Displaced residents are being sent to a Red Cross reception centre at Northern Lakes College. Two schools in the area are being set up as temporary shelters for evacuees.
The Town of Slave Lake has declared a state of emergency. The latest evacuation order affects residents in the Wagner, Widewater, Bayer Road, Sawridge Reserve West, Canyon Creek and Assineau areas.
The first fire broke out to the southwest of Slave Lake, at about noon on Saturday. Officials say the fire has since affected 900 hectares of land and is moving westward.
Fire crews are also working to bring a second blaze under control, to the east of Slave Lake in the Poplar Lane and Mitsue area. Winds upwards of 70 kilometres per hour have made it difficult for fire crews to control the situation.
Highway 2, both east and west of Slave Lake, is shut down to traffic. The highway west of the community is closed to allow for the evacuation of residents while the highway east of town is closed as smoke is causing poor visibility.
There are no reported injuries.
Slave Lake is located 250 kilometres north of Edmonton.
Fire conditions are "extreme" in Alberta, because of dry weather and high winds.
There are about 70 wildfires throughout the province, with the one near Slave Lake considered the worst.
Just having a look at the fire weather codes of this event suggests a couple of things. The problems with fires such as these coming out of winter are the cured fall grasses, and fine fuels without moisture uptake. With the lack of spring precipitation, high temperatures, low Relative Humidity (RH) and intense winds causing what is noted on this fire as an Initial Spread Index (ISI) designation of 32 of the Fire Weather Index (FWI) scale and is indeed a very bad situation. An ISI on the scale of 16+ is extreme. All and all a bad weather and fire behavior recipe should winds continue without rains or without overnight RH recovery, which at this point seems unlikely.
The Fine Fuel Moisture Code (FFMC) is listed as 92 which are also extreme on the scale; other values of the FWI are Moderate as would be typical with winter snow-melt making up the surface organic materials and layers and sub surface layers indicative of the listed Duff Moisture Codes (DMC) at 28 and a Drought Code (DC) at 168 representing larger fuels and deeper sub surface layers. On this fire the Head Fire Intensity (HFI) is 6 which is the top of the extreme list to control. Fuels reactive of this type have been noted recently on a Sott articles from Montana ( [Link]) related to mountain pine beetle infestations with volatile strange fire behavior not seen before.
People are often lulled by what they think is a wet safe post winter snow melt relationship when in fact the moisture is not a good wetting agent and evaporates or is taken up by the soils, not the fuel.

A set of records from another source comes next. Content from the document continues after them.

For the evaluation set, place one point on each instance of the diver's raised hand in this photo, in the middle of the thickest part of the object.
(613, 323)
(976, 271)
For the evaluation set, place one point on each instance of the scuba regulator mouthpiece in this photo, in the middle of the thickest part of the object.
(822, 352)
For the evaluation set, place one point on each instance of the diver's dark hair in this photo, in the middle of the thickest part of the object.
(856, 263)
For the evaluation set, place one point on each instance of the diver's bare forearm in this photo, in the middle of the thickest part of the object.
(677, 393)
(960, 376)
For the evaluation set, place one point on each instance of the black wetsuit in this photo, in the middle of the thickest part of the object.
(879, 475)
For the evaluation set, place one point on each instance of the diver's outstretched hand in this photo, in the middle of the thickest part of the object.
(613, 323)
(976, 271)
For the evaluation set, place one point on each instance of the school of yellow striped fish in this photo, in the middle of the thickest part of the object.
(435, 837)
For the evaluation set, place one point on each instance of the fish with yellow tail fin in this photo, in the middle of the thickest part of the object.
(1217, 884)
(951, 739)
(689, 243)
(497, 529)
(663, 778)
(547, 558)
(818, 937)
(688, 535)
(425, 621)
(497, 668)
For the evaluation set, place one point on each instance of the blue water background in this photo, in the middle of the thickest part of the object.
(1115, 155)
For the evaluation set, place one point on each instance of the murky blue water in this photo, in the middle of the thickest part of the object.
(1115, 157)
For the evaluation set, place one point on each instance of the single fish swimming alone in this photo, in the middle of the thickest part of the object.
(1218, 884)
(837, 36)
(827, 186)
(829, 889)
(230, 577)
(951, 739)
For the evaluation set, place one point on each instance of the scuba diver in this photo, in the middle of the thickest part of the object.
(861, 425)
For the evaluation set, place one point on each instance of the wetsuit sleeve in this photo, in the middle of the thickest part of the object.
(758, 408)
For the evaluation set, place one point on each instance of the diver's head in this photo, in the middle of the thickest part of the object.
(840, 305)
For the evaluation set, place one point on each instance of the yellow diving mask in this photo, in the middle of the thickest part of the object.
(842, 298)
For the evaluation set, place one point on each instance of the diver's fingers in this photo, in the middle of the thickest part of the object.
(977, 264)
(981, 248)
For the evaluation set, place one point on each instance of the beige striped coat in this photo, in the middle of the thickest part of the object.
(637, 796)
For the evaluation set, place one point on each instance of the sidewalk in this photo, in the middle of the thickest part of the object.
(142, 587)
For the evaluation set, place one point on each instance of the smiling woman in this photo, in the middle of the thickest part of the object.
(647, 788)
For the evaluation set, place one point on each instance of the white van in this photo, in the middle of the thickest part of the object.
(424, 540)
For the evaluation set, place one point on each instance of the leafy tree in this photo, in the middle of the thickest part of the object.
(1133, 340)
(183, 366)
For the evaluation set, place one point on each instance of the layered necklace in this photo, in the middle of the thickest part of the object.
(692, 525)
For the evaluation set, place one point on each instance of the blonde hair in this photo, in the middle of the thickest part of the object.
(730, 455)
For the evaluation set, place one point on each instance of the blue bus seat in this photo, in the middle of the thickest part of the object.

In BC this spring the winds have been intense in some places but the snow in the mountains seems a good month behind melt and there has been rains. If the trend continues it might be likely that some snow will not leave this year and will build. In the North however, without the mountains, if things heat up with all the millions of acres/ha of standing dead pine beetle infested trees and a few electrical storms initiators, things could get pretty intense. In 1902 Europeans joked that you don't want to go to BC because its all smoke, its burning up.